For its part Newmont employed over 4,000 people at Yanacocha as recently as 2014. Since 2003, when it built a sediment control system, Newmont has approved over $US 100 million more in upgrades to Yanacocha’s water collection, treatment, and discharge systems. They provide ample supplies of clean water to neighboring communities, and to streams and rivers. The company operates a closed loop, discharge-free system that collects, treats, and recycles the cyanide-saturated water it uses to leach gold from giant ore piles.
Its community relations division installed storage ponds and irrigation systems that dramatically improved crop yields of more than 300 farms around the mine’s boundary.
The contest for water between the mining industry and the campesinos remains fierce.
Such practices earned Newmont recognition as an industry leader in environmental conservation.

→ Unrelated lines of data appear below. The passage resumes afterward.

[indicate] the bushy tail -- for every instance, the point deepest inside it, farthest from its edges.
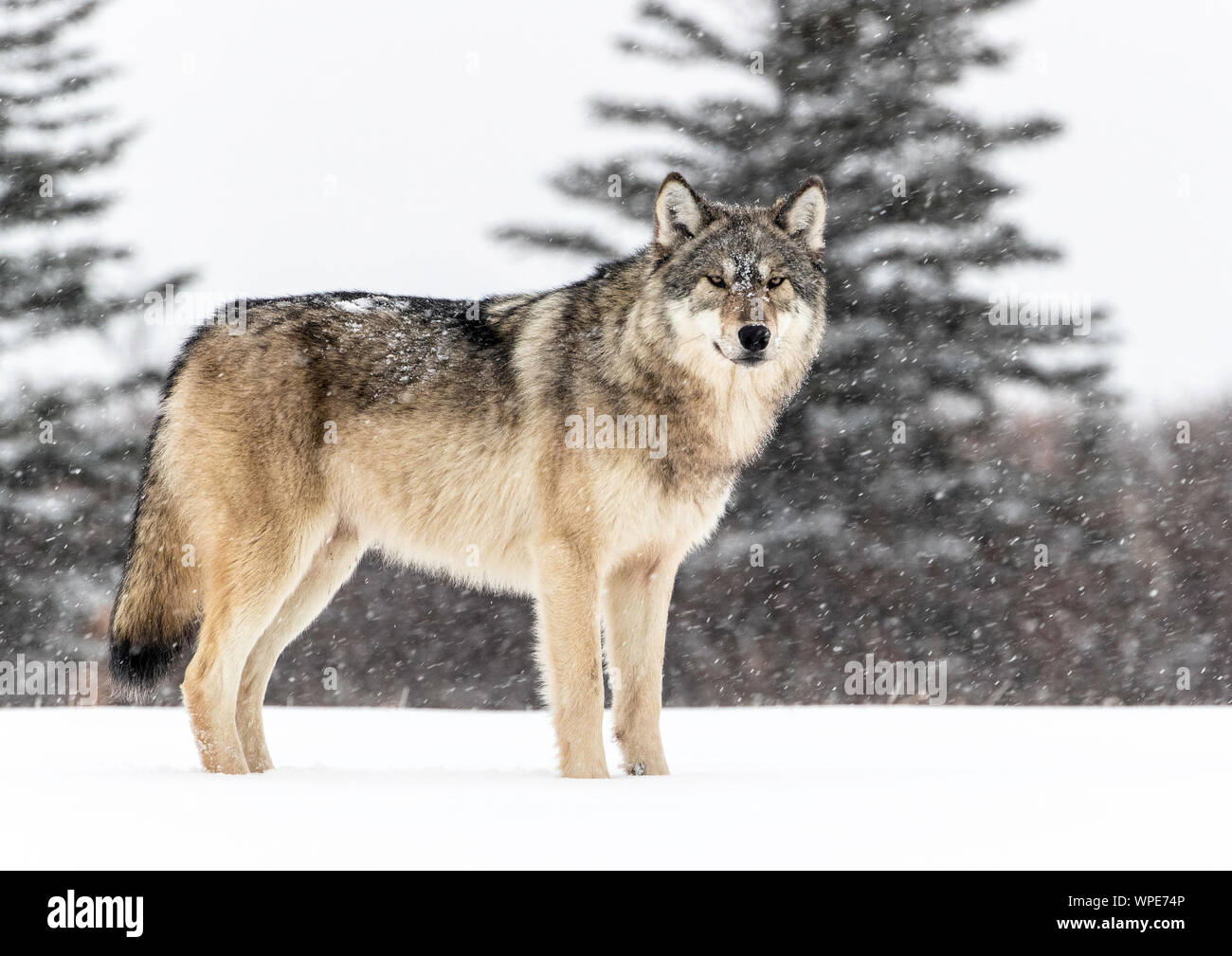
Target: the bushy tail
(158, 606)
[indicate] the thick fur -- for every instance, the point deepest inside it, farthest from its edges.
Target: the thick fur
(436, 431)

In 2007, the company was first named as a top performer in sustainable economic, environmental and social performance in the Dow Jones Sustainability World Index. In September, for the second year in a row, the Dow Jones index identified Newmont as the mining industry’s overall leader in sustainability.
But in Cajamarca, industry laurels hold little sway. There, the contest for water between the mining industry and the campesinos remains fierce. One reason is that the leaders of the Cajamarca Regional Government, who’ve been in power since 2010, ardently oppose gold mining. Gregorio Santos, the former president of the Cajamarca Regional Government, led the 2011 protests that shut down construction of the Conga mine.
“The places that supply our water are in those mountains where the mines are,” Cesar Aliaga Diaz, who briefly served as the regional president and now directs the regional government’s Social Development Division, told us in an interview.
Diaz said this while outlining Cajamarca’s watersheds on a big map in his office. “Our regional government passed a law that says these places must be protected. Our national government says we have no local control. We have different points of view, but the Andes people support us.”
Business leaders in Cajamarca told us they were exasperated by the regional government’s anti-mining tilt. Dr. Jiefer Diaz Navarro, a physician and president of the Cajamarca Chamber of Commerce, said after Newmont suspended operations at the Conga mine in 2011, some 10,000 mining jobs left the region. He said 40,000 other jobs connected to mining revenue – service workers, mechanics, suppliers, drivers – also vanished. Unemployment rose to over 20 percent, almost three times higher than the national average, and seven times higher than when the Conga mine was under construction.
The city’s economy slipped into a deep recession. Heavy mining equipment, newly purchased, gathered dust in storage sites near the city’s airport. A third of the mid-level and larger companies that belonged to the Chamber went out of business. Political conflict, said Navarro, hurt tourism.
“It’s enough,” Navarro said. “Gold mining can be done here in a responsible way that makes it possible for us to have good water. Responsible mining is good for us. It’s good for our companies. “
That sentiment was not shared by the majority of residents of Cajamarca and the region two years ago. In October 2014 when Gregorio Santos was re-elected, winning over seven other candidates for regional governors who supported an expansion of mining. Santos won easily even though he had been charged with corruption and was jailed in June 2014. Gregorio did not serve his second term and was released in July. His successor also opposed mining.
In February 2016, Newmont filed a U.S. Securities and Exchange Commission financial disclosure. It announced that Newmont had suspended development of the Conga mine indefinitely.